We assume for the purposes of this opinion, however, that respondents are aggrieved parties, although this may be subject to some doubt. The respondents attempt to justify their interest on the ground that redredging the channel is preliminary to dredging the entrance to Flax Pond and the pond itself. Granting that this is so, the proceeding herein in no way prejudices any rights the respondents may have in Flax Pond. If and when the Licensee attempts to dredge Flax Pond, the respondents *16are free to bring any action they are so advised to protect their alleged rights.
The order of the Appellate Division should be reversed and the petition dismissed, with costs.
Chief Judge Desmond and Judges Dye, Fuld, Van Voorhis, Burke and Scileppi concur.
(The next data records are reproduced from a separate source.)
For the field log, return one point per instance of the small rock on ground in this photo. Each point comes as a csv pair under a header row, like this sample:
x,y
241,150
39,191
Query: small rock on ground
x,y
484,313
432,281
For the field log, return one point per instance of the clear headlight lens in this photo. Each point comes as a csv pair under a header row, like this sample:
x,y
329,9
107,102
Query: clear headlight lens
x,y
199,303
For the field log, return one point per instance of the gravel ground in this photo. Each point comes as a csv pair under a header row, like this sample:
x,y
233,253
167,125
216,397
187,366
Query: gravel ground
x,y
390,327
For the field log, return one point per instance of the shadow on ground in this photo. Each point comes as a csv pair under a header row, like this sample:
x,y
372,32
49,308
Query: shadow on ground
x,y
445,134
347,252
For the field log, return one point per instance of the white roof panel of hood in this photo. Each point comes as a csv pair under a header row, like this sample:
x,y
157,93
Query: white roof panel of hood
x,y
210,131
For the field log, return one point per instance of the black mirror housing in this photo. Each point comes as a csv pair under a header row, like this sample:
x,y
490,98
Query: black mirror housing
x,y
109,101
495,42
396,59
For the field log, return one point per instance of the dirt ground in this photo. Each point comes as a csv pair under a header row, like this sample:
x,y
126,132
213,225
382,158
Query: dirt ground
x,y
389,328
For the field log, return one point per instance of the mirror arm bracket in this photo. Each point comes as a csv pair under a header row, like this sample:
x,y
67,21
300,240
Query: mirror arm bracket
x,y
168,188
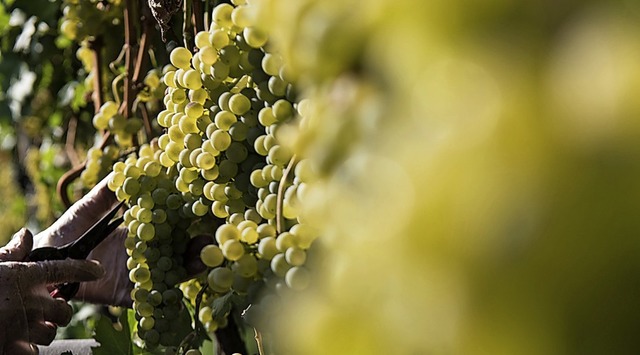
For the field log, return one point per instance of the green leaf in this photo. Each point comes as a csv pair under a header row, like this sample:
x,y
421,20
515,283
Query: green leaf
x,y
112,341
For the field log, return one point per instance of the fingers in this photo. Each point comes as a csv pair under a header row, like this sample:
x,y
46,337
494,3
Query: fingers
x,y
19,246
79,217
61,271
42,332
115,287
57,311
20,348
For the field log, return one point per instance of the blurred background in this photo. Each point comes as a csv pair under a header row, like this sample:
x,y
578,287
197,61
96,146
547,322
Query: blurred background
x,y
477,168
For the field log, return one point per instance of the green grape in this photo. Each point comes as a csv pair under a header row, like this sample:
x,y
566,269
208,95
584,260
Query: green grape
x,y
180,57
227,232
206,314
225,119
266,117
146,231
298,278
255,37
147,323
232,249
218,38
139,274
238,131
220,279
279,155
219,70
211,255
245,266
279,265
249,235
239,104
230,55
277,86
267,247
193,110
220,140
295,256
199,209
192,80
218,209
285,241
237,152
271,64
282,110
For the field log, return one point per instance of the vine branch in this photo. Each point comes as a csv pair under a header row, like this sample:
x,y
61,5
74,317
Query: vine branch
x,y
280,195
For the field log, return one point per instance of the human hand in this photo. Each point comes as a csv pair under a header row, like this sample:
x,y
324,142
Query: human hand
x,y
114,288
28,314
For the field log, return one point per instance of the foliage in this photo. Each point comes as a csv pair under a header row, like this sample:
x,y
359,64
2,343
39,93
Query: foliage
x,y
472,168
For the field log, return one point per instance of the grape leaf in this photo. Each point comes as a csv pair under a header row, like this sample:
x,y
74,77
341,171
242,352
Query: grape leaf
x,y
112,341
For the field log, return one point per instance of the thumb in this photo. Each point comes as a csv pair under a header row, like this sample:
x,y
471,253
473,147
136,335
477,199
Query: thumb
x,y
19,246
61,271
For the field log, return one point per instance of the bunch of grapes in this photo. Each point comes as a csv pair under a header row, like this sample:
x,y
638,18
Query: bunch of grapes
x,y
222,168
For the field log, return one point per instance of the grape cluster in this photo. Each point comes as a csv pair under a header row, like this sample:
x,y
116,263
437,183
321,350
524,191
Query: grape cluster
x,y
221,168
100,161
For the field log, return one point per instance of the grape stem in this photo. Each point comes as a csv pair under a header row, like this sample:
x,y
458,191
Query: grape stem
x,y
258,337
187,342
96,46
71,140
280,196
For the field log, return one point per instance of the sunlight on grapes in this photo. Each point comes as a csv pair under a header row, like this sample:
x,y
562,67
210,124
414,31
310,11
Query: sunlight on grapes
x,y
477,176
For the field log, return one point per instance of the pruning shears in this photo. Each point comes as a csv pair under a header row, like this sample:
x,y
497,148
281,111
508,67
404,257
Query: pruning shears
x,y
77,249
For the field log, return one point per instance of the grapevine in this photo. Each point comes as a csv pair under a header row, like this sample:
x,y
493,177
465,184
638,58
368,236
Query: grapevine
x,y
222,168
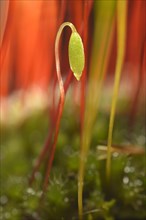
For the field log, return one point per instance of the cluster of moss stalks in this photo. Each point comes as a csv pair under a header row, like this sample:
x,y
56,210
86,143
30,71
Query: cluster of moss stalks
x,y
124,198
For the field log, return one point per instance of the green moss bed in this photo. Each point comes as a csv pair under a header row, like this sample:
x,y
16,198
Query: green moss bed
x,y
123,198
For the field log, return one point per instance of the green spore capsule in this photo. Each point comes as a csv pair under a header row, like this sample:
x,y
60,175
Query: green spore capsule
x,y
76,55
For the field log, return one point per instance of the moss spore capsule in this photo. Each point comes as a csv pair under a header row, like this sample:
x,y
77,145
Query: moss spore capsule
x,y
76,55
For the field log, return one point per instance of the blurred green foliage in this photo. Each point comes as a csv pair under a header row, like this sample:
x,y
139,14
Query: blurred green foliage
x,y
20,145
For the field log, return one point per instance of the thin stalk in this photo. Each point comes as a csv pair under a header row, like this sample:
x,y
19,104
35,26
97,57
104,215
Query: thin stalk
x,y
121,35
62,98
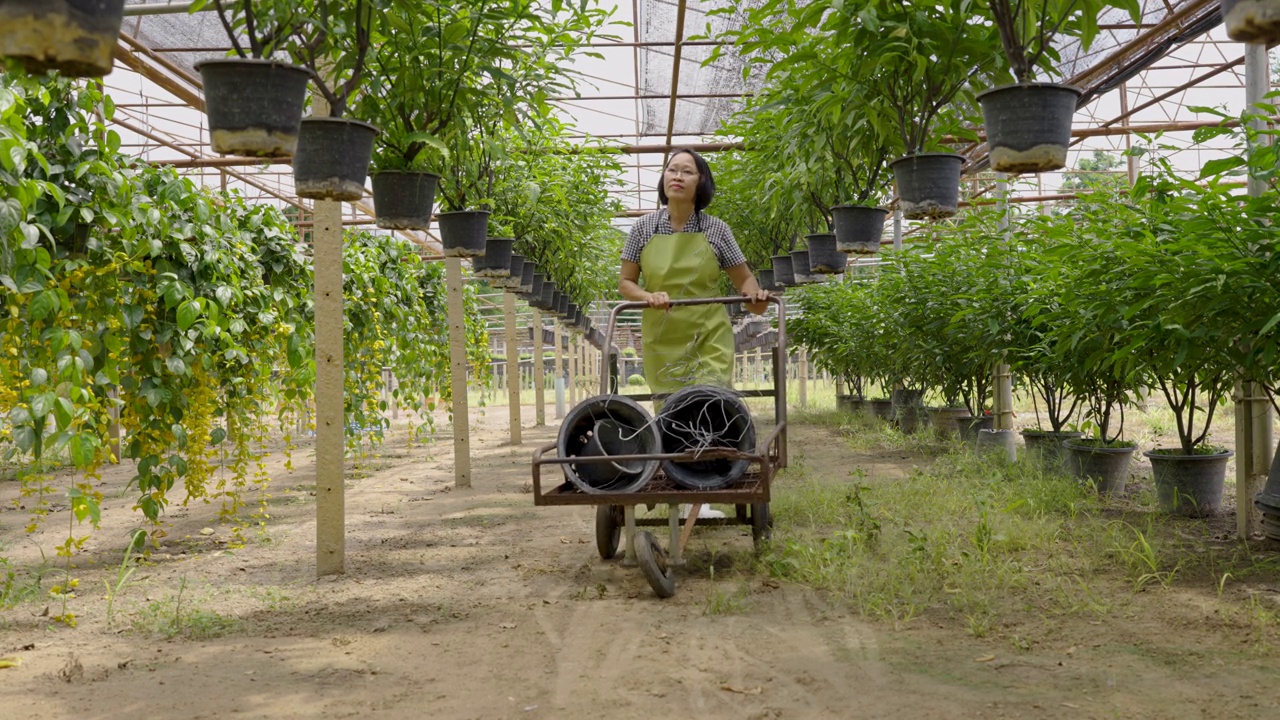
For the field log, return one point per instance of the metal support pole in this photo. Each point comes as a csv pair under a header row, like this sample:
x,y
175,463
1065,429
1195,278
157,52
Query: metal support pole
x,y
557,335
508,306
458,372
1253,422
539,372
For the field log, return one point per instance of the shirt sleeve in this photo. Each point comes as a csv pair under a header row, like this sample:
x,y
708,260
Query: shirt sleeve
x,y
639,237
726,246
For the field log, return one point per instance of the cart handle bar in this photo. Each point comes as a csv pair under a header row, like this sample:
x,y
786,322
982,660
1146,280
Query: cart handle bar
x,y
639,305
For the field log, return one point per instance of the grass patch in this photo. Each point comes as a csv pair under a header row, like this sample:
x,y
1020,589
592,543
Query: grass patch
x,y
988,545
182,615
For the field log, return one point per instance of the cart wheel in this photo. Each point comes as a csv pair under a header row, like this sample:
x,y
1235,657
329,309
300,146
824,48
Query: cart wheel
x,y
653,563
762,523
608,529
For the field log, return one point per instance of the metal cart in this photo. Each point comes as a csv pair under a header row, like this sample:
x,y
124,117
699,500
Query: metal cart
x,y
616,511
Order of Appellate Division reversed and that of Special Term reinstated, with costs.
On October 1, 1960, the Board of Commissioners of the Land Office of the State of New York was abolished, and all its functions and powers transferred to the Office of General Services of the State of New York (L. 1960, eh. 462). By chapter 643 of the Laws of 1962, the Public Lands Law was amended generally to change the references therein from the board to the Commissioner of General Services.